2. Boosting Domestic Jobs & Wages
For decades, Main Street has suffered while Wall Street has thrived. Jobs have been outsourced, wages have stagnated, and purchasing power has eroded. Restructuring trade relationships to prioritize domestic production can create jobs and increase demand for labor—ultimately leading to higher wages.
3. Increased Government Revenue
The U.S. consumer is the most powerful economic force on the planet—no other country spends like us. These tariffs will generate substantial revenue for the U.S. Treasury, helping fund Trump’s proposed tax overhaul. Eliminating taxes on overtime, tips, and Social Security would be a significant shift in our tax system, yet few are discussing its potential impact.
4. Lower Interest Rates
As a real estate investor, Trump has made it clear he wants lower interest rates. The housing market has been frozen, with mortgage rates above 6%. A potential side effect of a tariff-induced economic slowdown is that interest rates could decline—stimulating future economic growth. We’ve already seen the 10-year Treasury yield drop below 4%, nearly half a point since last week.
What's Next?
Trump has taken a bold “shock-and-awe” approach to policy implementation, but one thing is certain—he pretty much does what he says. His campaign promises have become a reality, such as using DOGE to cut government spending, facilitating Ukraine’s mineral deal, and working on resolving the Russia-Ukraine conflict. Trump’s negotiating style is consistent: he applies pressure and waits for concessions. Whether it takes weeks or months, he’s likely to see this strategy through.

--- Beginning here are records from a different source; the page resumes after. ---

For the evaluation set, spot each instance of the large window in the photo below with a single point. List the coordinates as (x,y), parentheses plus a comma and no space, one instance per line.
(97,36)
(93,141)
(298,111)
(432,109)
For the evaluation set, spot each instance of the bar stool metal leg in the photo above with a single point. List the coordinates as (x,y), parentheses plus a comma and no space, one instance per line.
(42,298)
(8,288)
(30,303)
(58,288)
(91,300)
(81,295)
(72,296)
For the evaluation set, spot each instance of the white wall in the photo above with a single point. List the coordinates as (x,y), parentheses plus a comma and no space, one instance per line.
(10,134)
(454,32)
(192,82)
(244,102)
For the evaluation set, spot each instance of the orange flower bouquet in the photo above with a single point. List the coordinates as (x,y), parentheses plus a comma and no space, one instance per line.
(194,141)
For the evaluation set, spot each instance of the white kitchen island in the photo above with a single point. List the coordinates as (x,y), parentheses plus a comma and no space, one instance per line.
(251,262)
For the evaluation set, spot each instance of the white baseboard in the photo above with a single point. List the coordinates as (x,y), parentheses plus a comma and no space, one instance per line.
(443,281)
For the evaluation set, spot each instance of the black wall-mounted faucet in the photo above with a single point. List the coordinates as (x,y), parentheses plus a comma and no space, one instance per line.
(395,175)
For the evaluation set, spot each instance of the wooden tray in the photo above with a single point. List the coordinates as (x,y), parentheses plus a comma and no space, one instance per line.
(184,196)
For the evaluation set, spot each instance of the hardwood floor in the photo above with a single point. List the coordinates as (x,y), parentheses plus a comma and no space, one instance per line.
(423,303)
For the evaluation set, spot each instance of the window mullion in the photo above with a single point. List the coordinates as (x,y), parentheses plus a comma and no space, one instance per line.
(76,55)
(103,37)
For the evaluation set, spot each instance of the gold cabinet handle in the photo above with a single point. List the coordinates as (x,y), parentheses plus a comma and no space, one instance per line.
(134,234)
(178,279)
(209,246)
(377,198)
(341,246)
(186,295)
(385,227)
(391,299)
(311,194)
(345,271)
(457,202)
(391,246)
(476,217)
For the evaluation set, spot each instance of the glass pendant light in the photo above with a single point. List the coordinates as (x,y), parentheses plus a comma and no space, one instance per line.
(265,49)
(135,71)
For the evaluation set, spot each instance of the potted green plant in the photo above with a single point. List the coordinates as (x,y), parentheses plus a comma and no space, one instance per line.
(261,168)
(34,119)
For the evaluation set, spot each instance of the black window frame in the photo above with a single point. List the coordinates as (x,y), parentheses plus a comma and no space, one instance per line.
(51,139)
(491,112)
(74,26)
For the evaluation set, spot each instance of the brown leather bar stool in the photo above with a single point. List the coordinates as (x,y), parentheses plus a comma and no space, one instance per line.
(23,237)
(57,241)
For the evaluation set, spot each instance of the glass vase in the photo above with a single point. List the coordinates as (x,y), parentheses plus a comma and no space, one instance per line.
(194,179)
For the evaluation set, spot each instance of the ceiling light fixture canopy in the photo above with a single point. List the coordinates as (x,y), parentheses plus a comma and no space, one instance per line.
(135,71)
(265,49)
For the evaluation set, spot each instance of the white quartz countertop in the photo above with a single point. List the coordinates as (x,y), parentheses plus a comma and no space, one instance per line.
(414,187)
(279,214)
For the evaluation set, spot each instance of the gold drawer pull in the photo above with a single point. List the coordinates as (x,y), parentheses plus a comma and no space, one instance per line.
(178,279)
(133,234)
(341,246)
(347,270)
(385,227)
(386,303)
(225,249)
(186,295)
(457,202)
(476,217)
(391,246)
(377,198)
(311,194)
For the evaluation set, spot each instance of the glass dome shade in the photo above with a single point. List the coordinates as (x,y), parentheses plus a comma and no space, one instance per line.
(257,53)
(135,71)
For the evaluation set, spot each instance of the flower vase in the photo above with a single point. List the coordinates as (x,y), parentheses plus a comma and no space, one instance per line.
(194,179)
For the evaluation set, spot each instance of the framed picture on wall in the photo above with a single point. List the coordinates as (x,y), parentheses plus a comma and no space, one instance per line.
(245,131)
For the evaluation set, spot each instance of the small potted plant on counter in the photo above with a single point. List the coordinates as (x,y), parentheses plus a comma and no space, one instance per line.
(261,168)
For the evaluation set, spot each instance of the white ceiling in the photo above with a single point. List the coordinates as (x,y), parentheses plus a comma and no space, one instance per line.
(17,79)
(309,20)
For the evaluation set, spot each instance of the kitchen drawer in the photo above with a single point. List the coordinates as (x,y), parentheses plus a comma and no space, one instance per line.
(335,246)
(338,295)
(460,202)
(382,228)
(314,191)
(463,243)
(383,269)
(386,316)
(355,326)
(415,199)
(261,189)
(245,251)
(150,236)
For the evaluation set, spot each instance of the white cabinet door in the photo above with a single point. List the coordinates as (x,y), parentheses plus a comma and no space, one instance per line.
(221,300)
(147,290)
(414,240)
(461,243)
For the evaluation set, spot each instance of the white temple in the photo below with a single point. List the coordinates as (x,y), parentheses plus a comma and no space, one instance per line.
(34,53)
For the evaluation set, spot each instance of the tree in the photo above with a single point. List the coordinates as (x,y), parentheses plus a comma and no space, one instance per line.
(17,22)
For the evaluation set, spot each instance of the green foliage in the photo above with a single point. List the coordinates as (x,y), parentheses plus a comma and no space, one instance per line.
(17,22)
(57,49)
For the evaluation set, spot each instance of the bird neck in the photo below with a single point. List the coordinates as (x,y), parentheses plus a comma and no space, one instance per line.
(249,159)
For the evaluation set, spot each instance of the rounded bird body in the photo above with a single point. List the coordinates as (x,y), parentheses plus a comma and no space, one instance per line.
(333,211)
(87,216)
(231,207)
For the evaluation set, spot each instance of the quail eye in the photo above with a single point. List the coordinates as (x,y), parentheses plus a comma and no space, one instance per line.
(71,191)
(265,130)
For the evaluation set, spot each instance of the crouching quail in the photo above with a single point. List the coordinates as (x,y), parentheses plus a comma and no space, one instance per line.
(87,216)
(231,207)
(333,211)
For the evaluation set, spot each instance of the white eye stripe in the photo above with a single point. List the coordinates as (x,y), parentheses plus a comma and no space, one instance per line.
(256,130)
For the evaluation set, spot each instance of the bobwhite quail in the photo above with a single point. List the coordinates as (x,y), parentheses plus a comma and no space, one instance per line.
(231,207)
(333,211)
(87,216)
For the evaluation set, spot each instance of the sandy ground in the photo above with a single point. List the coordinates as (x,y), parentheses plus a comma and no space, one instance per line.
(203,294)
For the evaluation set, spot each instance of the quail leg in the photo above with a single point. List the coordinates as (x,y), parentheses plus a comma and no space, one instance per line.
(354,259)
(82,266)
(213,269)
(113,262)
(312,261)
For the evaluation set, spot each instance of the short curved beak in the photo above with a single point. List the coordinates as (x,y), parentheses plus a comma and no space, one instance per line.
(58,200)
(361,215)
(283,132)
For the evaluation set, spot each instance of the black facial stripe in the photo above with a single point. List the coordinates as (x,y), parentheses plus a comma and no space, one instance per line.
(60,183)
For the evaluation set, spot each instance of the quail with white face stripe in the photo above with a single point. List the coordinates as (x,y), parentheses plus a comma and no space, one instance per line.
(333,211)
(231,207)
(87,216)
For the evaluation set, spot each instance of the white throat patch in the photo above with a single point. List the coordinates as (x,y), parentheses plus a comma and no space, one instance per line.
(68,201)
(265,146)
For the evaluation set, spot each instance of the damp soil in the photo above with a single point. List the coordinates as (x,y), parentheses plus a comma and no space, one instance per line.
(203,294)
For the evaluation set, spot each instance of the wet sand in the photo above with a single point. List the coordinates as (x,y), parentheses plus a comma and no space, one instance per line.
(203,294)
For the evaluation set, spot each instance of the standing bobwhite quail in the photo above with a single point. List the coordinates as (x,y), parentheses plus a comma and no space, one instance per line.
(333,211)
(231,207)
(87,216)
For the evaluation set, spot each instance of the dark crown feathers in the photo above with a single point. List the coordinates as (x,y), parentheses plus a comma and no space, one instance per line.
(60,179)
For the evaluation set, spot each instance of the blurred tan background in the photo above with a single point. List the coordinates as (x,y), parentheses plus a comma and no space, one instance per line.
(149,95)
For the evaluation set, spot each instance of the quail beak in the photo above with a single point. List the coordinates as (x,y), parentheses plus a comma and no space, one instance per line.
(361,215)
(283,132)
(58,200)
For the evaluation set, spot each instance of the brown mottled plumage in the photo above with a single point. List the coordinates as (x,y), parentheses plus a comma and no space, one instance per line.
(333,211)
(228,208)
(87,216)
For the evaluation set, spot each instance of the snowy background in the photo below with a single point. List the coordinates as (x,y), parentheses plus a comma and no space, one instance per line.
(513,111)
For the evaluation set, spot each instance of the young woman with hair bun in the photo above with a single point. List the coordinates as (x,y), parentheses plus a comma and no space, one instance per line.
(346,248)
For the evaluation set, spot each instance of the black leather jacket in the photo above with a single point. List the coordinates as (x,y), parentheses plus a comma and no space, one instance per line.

EPWM's Investment Strategy
At EntryPoint Wealth Management, we are adjusting portfolios accordingly:
- We sold our technology overweight positions in mid-February, securing substantial gains from our MAG7 exposure since late 2022.
- We minimized our small- and mid-cap domestic stock holdings due to increased market risks.
- We shifted equity allocations toward cash, gold, and fixed-income investments to enhance diversification and mitigate portfolio risk.